Old World Wisconsin is a 600-acre site that opened in 1976 as Wisconsin’s official bicentennial project. The property, which features woods, ponds, prairie and hiking trails, plays host to 70 historic structures brought to this location from as far north as Bayfield County along Lake Superior, said Dan Freas, director of the museum. It tells a statewide story of the people who settled in Wisconsin during the 19th and early 20th century.

The museum has three working German farms with houses, barns and outbuildings that have been reconstructed on the property, along with Scandinavian homesteads that depict the lives of Norwegian, Finnish and Danish immigrants. The Crossroads Village is a mixture of various ethnic groups that came together and formed a community, including a Catholic church, a blacksmith shop, a general store and an inn.

“Collectively, this serves as the stage on which we can bring to life the stories of various families that came to Wisconsin, so we are very much an immersive, story-based experience,” Freas said.

There are several venues on the property available to groups. The primary space is an 1897 octagonal barn that has been renovated. The upper level of the barn is a large open space that is heated and has modern restroom facilities. It can accommodate 175 people. The cafe downstairs provides food services for the meeting guests. Smaller meeting spaces are available throughout the property, and a large outdoor picnic pavilion is a good location for corporate picnics.

Meeting attendees can take guided or unguided tours of the property by tram or take a horse-drawn carriage ride through the historic village.

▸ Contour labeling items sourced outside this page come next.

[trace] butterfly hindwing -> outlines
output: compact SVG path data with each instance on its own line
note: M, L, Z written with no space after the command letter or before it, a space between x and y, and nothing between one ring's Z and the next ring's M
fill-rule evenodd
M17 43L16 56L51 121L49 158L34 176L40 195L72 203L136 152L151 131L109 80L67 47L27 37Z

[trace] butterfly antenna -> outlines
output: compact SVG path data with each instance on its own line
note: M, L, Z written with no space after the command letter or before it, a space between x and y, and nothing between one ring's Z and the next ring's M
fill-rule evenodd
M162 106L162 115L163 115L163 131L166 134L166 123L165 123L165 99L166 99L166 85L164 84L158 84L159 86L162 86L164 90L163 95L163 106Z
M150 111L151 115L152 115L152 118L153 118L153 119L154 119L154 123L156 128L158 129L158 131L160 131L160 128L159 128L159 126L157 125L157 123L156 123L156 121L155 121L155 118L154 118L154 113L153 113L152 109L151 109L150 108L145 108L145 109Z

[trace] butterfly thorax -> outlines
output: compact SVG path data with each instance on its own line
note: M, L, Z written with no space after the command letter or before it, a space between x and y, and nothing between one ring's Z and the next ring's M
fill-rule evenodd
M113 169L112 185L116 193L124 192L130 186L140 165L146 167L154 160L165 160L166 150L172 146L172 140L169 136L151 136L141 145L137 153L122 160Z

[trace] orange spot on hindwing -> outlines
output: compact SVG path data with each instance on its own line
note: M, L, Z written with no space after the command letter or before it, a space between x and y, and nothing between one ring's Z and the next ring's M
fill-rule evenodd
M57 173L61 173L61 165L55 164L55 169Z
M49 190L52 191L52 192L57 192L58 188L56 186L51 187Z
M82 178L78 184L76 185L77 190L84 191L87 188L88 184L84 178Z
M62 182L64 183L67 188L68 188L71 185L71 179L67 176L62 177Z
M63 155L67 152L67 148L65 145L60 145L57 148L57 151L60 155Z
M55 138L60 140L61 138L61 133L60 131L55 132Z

Experimental Aircraft Association Museum


The Experimental Aircraft Association is an organization of 230,000 people who like to fly for fun. In Oshkosh, the group’s headquarters and museum sit on 1,600 acres, which includes a re-creation of a 1920 aerodrome complete with a grass runway.

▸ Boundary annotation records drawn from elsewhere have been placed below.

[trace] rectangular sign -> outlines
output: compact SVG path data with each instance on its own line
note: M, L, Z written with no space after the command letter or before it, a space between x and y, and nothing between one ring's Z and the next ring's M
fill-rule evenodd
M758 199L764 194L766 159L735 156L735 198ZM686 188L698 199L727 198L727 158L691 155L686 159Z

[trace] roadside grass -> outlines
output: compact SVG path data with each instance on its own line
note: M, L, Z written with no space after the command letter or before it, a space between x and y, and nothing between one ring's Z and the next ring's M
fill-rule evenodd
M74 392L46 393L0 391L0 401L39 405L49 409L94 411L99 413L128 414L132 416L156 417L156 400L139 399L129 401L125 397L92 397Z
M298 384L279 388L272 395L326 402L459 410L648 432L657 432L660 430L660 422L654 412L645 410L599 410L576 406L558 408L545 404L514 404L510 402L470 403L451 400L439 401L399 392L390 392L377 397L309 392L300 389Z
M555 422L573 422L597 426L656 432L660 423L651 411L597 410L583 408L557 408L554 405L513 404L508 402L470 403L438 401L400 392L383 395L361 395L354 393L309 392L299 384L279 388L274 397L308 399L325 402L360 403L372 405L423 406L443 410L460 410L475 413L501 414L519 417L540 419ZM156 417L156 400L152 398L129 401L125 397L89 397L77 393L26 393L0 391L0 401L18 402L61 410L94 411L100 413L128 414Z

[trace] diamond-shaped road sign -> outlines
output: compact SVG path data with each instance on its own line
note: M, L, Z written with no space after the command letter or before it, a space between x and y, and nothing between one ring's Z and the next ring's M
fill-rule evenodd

The museum has been around for 35 years and displays 100 airplanes from all eras of aviation history, including a full-size replica of the Wright Flyer. Groups can host events in any of the museum’s 50,000 square feet of exhibit space. Events include access to all areas of the museum, and groups can add guided tours of the museum or rides on the museum’s Max Flight Simulator.

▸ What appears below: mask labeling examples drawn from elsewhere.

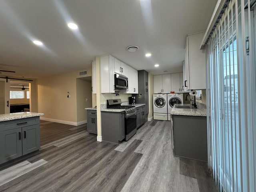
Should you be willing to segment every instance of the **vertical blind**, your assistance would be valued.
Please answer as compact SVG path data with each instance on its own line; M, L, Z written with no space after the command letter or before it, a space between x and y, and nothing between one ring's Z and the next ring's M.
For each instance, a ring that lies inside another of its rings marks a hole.
M205 45L208 168L219 191L256 192L252 1L226 1Z

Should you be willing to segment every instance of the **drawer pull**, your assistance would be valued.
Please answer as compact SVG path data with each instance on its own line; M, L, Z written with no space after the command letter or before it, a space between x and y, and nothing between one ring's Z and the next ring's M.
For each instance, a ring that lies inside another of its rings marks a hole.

The extensive grounds and aircraft hangars can accommodate large events like 5K runs and large conventions. The museum itself is an excellent option for corporate trainings and large corporate award ceremonies. Its exhibits make for atmospheric dinners and cocktail receptions.

The Air Academy Lodge offers dormitory housing for groups throughout the year. It has a great room with a fireplace that makes it nice for retreats and more intimate meetings.

“It is something completely unlike a big hotel conference room,” said Dick Knapinski, director of communications for the association. “This is a completely different atmosphere that takes you out of a normal conference room setting and puts you someplace different. It kind of sparks the imagination and gets you out of the ordinary.”

Wisconsin Maritime Museum


The Wisconsin Maritime Museum originally was built to commemorate the area’s distinguished past as a submarine builder for the U.S. Navy. It has since evolved into an institution that preserves all of the maritime history of the Great Lakes region and Wisconsin.

Shipbuilders in Manitowac built 28 freshwater submarines for the U.S. Navy during World War II.

Visitors to the museum can tour the inside of the USS Cobia, a World War II submarine that also was built in freshwater and tested in the Great Lakes before doing five war patrols.

Meeting planners looking for something a little different can host an event on the museum’s 3,100-square-foot roof deck, which overlooks Lake Michigan and downtown Manitowoc. The Riverview Room can accommodate groups of as many as 150 theater style or 100 people for a banquet, and is equipped with cutting-edge technology.

Groups can rent out some of the museum’s galleries for meetings and events, and smaller groups can book an overnight stay on the submarine.

The museum’s executive director is available to greet guests and give a presentation about shipwrecks.